研究課題
根寄生雑草ストライガ(Striga hermonthica)は、ソルガムやミレットに寄生することからアフリカの乾燥地の作物生産に多大な被害を及ぼしている。これまでのポット栽培実験で、気孔閉鎖に関わるアブシジン酸(ABA)濃度は、土壌水分条件に関わらず宿主のソルガムよりもストライガでは約10倍も高く、ストライガの寄生によりソルガムで増加することが分かった。ストライガ自身がABAを合成し、宿主へ輸送することにより宿主からの養水分収奪に関わる蒸散流を能動的に制御している可能性がある。本年度は、ストライガの寄生率を均一にできるライゾトロン法によりロックウールを詰めたシャーレで栽培したソルガムとストライガの葉の気孔コンダクタンスを調査した。ロックウールの最大含水量の70-100%の含水量を維持した湿潤条件に比べて30-60%に維持した乾燥区では、ソルガムの気孔コンダクタンスが大きく低下したのに対し、ストライガでは低下が小さく、これまでのポット実験の結果を支持する結果が得られた。

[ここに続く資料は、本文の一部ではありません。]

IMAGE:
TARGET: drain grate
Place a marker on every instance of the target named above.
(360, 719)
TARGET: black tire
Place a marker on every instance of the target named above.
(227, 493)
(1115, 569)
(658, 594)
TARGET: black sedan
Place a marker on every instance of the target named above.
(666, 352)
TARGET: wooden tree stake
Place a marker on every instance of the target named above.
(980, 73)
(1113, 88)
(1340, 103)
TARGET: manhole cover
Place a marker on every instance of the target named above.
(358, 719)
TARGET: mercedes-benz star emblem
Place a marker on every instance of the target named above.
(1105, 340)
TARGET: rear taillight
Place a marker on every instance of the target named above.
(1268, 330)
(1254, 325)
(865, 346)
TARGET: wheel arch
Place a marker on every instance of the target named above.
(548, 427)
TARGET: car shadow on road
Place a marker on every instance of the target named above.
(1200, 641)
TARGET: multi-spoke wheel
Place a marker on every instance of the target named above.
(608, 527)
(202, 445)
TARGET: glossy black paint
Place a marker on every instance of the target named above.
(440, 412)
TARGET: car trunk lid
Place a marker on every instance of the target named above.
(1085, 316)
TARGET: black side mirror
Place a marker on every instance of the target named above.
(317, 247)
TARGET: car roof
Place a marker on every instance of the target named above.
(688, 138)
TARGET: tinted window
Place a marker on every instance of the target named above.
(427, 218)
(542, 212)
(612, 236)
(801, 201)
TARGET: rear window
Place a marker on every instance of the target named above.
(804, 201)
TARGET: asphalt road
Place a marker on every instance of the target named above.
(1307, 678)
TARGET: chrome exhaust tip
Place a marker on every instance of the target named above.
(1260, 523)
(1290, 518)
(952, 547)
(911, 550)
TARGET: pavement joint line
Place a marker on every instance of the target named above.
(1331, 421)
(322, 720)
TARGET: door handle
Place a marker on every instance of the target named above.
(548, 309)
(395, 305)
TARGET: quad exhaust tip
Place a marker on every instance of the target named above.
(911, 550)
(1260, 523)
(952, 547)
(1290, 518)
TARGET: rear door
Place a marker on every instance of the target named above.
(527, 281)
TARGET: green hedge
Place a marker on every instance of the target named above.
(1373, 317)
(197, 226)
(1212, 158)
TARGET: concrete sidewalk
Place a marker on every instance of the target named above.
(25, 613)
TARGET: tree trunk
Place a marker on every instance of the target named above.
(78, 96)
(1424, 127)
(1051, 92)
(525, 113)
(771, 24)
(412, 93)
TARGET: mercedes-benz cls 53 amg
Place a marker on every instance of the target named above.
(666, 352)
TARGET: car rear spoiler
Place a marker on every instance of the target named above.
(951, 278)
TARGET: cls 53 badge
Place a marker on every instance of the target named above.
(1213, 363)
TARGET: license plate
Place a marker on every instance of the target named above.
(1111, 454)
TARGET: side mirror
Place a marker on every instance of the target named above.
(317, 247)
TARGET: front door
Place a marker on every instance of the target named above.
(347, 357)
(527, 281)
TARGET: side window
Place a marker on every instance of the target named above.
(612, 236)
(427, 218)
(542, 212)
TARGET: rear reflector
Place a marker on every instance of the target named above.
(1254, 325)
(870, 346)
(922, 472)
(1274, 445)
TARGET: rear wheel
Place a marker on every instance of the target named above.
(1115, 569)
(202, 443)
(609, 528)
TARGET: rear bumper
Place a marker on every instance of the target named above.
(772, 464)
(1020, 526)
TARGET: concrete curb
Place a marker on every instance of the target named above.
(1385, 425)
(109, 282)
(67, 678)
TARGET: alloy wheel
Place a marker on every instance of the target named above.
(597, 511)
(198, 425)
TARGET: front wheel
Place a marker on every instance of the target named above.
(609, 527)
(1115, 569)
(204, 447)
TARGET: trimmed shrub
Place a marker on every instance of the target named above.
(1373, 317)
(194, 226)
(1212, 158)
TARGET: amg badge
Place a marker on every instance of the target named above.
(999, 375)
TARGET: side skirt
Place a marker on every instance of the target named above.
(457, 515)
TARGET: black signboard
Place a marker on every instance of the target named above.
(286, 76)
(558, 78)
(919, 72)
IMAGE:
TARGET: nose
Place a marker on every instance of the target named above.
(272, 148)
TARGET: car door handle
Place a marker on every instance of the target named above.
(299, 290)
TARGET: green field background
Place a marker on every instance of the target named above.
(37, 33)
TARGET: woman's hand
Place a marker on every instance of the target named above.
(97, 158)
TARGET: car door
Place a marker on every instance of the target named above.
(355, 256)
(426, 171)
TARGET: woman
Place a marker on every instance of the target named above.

また、ライゾトロンで栽培したストライガの葉にd6-ABAを処理し、4、8、12時間後にソルガムの葉をサンプリングしてd6-ABAがストライガからソルガムへ輸送されているかどうかを調べた。その結果、いずれのサンプリング時期においても、ソルガムの葉からd6-ABAが検出された。今後、ソルガム葉内のd6-ABA濃度の経時変化を調査する。MS寒天培地で栽培したストライガ独立栄養個体について、異なるポリエチレングリコール(PEG)濃度処理および明・暗処理を行い、ABA濃度を調べた。その結果、ストライガ独立栄養個体でも、ソルガムに寄生したストライガと同程度のABA濃度であることが分かった。PEGによる浸透圧ストレスのABA濃度への影響は認められなかった。また、暗条件下のほうが明条件に比べてABA濃度が高かった。
2: おおむね順調に進展している
これまで屋外のポット実験で確認されていたソルガムとストライガの水ストレスに対する気孔応答の差異が、人工気象器内のライゾトロン法でも確認できた。これにより、ポット実験より均一な環境条件の人工気象器で、ストライガの寄生率およびソルガムとストライガの生育を揃えることのできるライゾトロン法による実験系を確立することができた。また、d6-ABAを用いたトレーサー実験により、4-12時間でストライガからソルガムへABAが転流されていることが確認された。今後は転流されたABAの濃度の経時変化を調査する。ストライガ独立栄養個体のABA濃度に関しては、浸透圧ストレスの強度および明・暗処理期間の影響について、さらに検討が必要である。
ライゾトロン法でソルガムとストライガを栽培し、ストライガの葉にd6-ABA処理を行い、ソルガムの葉でのd6-ABA濃度の経時変化を測定する。また、ライゾトロン法で栽培したソルガムとストライガに湿潤、乾燥、ABA葉面散布処理を行い、気孔コンダクタンスおよび内生ABA濃度の葉位別の調査を行う。ストライガ独立栄養個体については、PEG処理強度および明・暗処理の処理期間が気孔応答とABA濃度へ与える影響について調査する。さらに、寄生関係にあるソルガムとストライガ、およびストライガ独立栄養個体の水耕栽培法の確立に取り組む。